Dino sugere que Lei da Anistia não se aplica à ocultação de cadáver

Dino sugere que Lei da Anistia não se aplica à ocultação de cadáver

Ministro Flávio Dino Reconhece Repercussão Geral sobre Anistia e Ocultação de Cadáver

Pedro Rafael Vilella – Agência Brasil:

O ministro do Supremo Tribunal Federal (STF), Flávio Dino, destacou a importância constitucional e a repercussão geral sobre a possibilidade de reconhecimento da anistia no crime de ocultação de cadáver. Este crime é considerado permanente, pois continua acontecendo no presente, caso não seja devidamente esclarecido.

Contexto da Lei de Anistia

A Lei da Anistia, promulgada em 1979, extinguiu a punibilidade de crimes políticos e outros relacionados, ocorridos entre 2 de setembro de 1961 e 15 de agosto de 1979. Esse período abrange grande parte da ditadura militar no Brasil (1964-1985). A decisão foi anunciada neste domingo (15).

Quando um caso é julgado pelo STF com repercussão geral, a decisão torna-se obrigatória para todos os tribunais de instâncias inferiores em casos semelhantes.

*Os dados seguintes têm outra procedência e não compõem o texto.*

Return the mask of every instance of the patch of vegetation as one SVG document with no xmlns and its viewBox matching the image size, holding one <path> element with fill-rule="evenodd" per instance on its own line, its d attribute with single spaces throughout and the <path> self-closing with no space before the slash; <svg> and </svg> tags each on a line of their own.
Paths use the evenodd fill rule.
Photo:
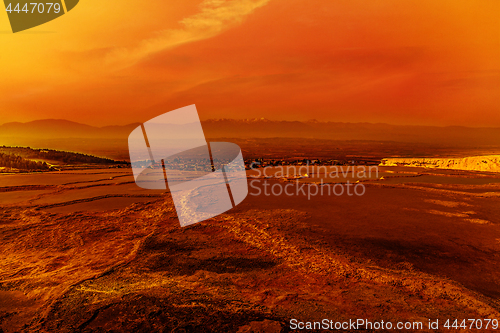
<svg viewBox="0 0 500 333">
<path fill-rule="evenodd" d="M 128 165 L 126 161 L 115 161 L 82 153 L 31 147 L 0 146 L 0 168 L 12 171 L 49 171 L 54 165 Z M 17 170 L 16 170 L 17 169 Z"/>
<path fill-rule="evenodd" d="M 51 166 L 45 162 L 32 161 L 22 158 L 19 155 L 0 153 L 0 168 L 19 170 L 50 170 Z"/>
</svg>

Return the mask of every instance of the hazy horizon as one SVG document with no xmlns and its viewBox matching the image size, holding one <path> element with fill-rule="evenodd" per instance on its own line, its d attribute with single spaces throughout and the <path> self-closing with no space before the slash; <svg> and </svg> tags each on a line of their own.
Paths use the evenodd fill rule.
<svg viewBox="0 0 500 333">
<path fill-rule="evenodd" d="M 399 123 L 390 123 L 390 122 L 368 122 L 368 121 L 336 121 L 336 120 L 317 120 L 317 119 L 307 119 L 307 120 L 298 120 L 298 119 L 272 119 L 272 118 L 265 118 L 265 117 L 260 117 L 260 118 L 207 118 L 207 119 L 200 119 L 201 122 L 211 122 L 211 121 L 249 121 L 249 122 L 259 122 L 259 121 L 267 121 L 267 122 L 290 122 L 290 123 L 331 123 L 331 124 L 369 124 L 369 125 L 387 125 L 387 126 L 395 126 L 395 127 L 435 127 L 435 128 L 453 128 L 453 127 L 459 127 L 459 128 L 471 128 L 471 129 L 484 129 L 484 128 L 490 128 L 490 129 L 497 129 L 500 128 L 500 125 L 498 126 L 466 126 L 466 125 L 426 125 L 426 124 L 414 124 L 414 123 L 405 123 L 405 124 L 399 124 Z M 125 124 L 118 124 L 118 123 L 109 123 L 109 124 L 103 124 L 103 125 L 96 125 L 93 123 L 85 122 L 85 121 L 77 121 L 77 120 L 71 120 L 71 119 L 66 119 L 66 118 L 37 118 L 33 120 L 27 120 L 27 121 L 9 121 L 9 122 L 4 122 L 0 123 L 0 126 L 3 125 L 8 125 L 8 124 L 30 124 L 30 123 L 36 123 L 36 122 L 44 122 L 44 121 L 62 121 L 62 122 L 68 122 L 68 123 L 74 123 L 78 125 L 85 125 L 85 126 L 90 126 L 90 127 L 95 127 L 95 128 L 104 128 L 104 127 L 127 127 L 127 126 L 132 126 L 132 125 L 137 125 L 141 124 L 141 121 L 133 121 Z M 1 133 L 0 133 L 1 135 Z"/>
</svg>

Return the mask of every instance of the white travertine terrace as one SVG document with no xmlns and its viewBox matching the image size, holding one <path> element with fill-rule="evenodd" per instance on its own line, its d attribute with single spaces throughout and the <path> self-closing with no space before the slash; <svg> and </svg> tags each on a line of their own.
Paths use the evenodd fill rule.
<svg viewBox="0 0 500 333">
<path fill-rule="evenodd" d="M 379 165 L 500 172 L 500 155 L 463 158 L 384 158 Z"/>
</svg>

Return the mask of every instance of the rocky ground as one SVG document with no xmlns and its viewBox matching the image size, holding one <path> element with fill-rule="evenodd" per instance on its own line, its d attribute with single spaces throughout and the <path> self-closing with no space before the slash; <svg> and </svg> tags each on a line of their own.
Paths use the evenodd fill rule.
<svg viewBox="0 0 500 333">
<path fill-rule="evenodd" d="M 470 243 L 460 249 L 479 251 L 478 265 L 495 263 L 496 250 L 487 250 L 477 231 L 496 239 L 495 212 L 479 216 L 483 223 L 474 223 L 472 210 L 480 208 L 474 200 L 484 193 L 489 194 L 481 199 L 498 200 L 498 187 L 487 186 L 483 194 L 457 187 L 382 187 L 367 188 L 373 196 L 364 200 L 387 197 L 401 206 L 401 191 L 415 191 L 409 202 L 422 199 L 427 208 L 442 208 L 418 212 L 408 204 L 409 210 L 398 213 L 382 202 L 381 210 L 373 210 L 373 218 L 359 230 L 369 230 L 376 221 L 378 228 L 388 228 L 405 214 L 422 221 L 428 216 L 430 225 L 470 228 Z M 443 195 L 448 198 L 439 201 Z M 453 275 L 433 274 L 412 261 L 430 253 L 414 252 L 406 260 L 398 257 L 386 263 L 382 259 L 389 258 L 388 252 L 380 252 L 373 243 L 356 245 L 354 238 L 350 243 L 329 241 L 332 238 L 325 235 L 332 230 L 346 235 L 347 231 L 328 225 L 347 228 L 361 221 L 354 214 L 364 208 L 352 207 L 346 216 L 335 210 L 347 209 L 350 198 L 333 203 L 331 198 L 318 198 L 301 205 L 297 198 L 249 197 L 232 211 L 187 228 L 179 227 L 168 193 L 150 200 L 112 211 L 53 213 L 42 206 L 0 207 L 0 331 L 287 332 L 294 318 L 427 323 L 434 318 L 500 317 L 492 296 L 498 284 L 486 295 L 475 288 L 476 280 L 462 284 L 450 278 Z M 443 204 L 460 200 L 468 206 Z M 329 216 L 314 215 L 321 211 L 317 205 Z M 373 201 L 369 206 L 375 207 Z M 455 209 L 467 212 L 456 216 Z M 415 234 L 411 225 L 401 228 Z M 390 236 L 393 231 L 383 233 Z M 444 248 L 448 236 L 437 236 Z M 456 235 L 450 237 L 460 242 Z M 439 261 L 443 272 L 447 265 L 461 265 L 452 258 L 475 253 L 453 247 L 446 251 L 448 261 Z M 462 265 L 470 270 L 463 261 Z M 482 266 L 475 267 L 481 274 Z M 497 268 L 490 270 L 488 281 L 495 281 Z"/>
</svg>

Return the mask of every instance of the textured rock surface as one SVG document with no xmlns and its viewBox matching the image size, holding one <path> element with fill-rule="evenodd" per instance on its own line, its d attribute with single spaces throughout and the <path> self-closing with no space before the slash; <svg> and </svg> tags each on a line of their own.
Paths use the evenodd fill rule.
<svg viewBox="0 0 500 333">
<path fill-rule="evenodd" d="M 48 201 L 70 207 L 103 191 L 79 181 L 30 206 L 16 201 L 30 185 L 3 193 L 1 331 L 287 332 L 291 318 L 500 316 L 499 185 L 374 183 L 358 200 L 249 196 L 180 228 L 168 193 L 54 213 Z"/>
<path fill-rule="evenodd" d="M 500 155 L 464 158 L 385 158 L 380 166 L 413 166 L 468 171 L 500 172 Z"/>
</svg>

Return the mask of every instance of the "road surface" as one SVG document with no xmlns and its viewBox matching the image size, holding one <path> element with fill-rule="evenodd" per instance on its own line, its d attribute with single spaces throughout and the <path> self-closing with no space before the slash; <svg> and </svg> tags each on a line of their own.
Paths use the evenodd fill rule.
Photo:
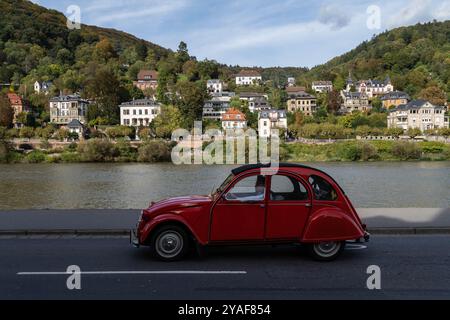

Denúncia do Ministério Público Federal

O processo em questão refere-se a uma denúncia apresentada pelo Ministério Público Federal (MPF) em 2015, contra os ex-militares Sebastião Curió Rodrigues de Moura, conhecido como Major Curió, e o tenente-coronel Lício Augusto Ribeiro Maciel. Ambos lideraram operações contra militantes de esquerda na Guerrilha do Araguaia durante os anos 1970, nos chamados ‘anos de chumbo’. A denúncia do MPF não foi aceita em primeira instância nem pelo Tribunal Regional Federal da 1ª Região (TRF1), levando ao Recurso Extraordinário com Agravo (ARE) agora admitido pelo STF.

“O debate do presente recurso se limita a definir o alcance da Lei de Anistia em relação ao crime permanente de ocultação de cadáver. Destaco, de plano, não se tratar de proposta de revisão da decisão da ADPF 153, mas sim de fazer um distinguishing [distinção] em face de uma situação peculiar. No crime permanente, a ação se protrai [prolonga] no tempo. A aplicação da Lei de Anistia extingue a punibilidade de todos os atos praticados até a sua entrada em vigor. Ocorre que, como a ação se prolonga no tempo, existem atos posteriores à Lei da Anistia”, afirmou Dino em sua decisão.

Condenação pela Corte Interamericana de Direitos Humanos

Em 2010, a Corte Interamericana de Direitos Humanos condenou o Brasil pelo desaparecimento forçado de 70 pessoas ligadas à guerrilha. O tribunal determinou que o Brasil investigasse, processasse e punisse os agentes estatais envolvidos, além de localizar os restos mortais dos desaparecidos.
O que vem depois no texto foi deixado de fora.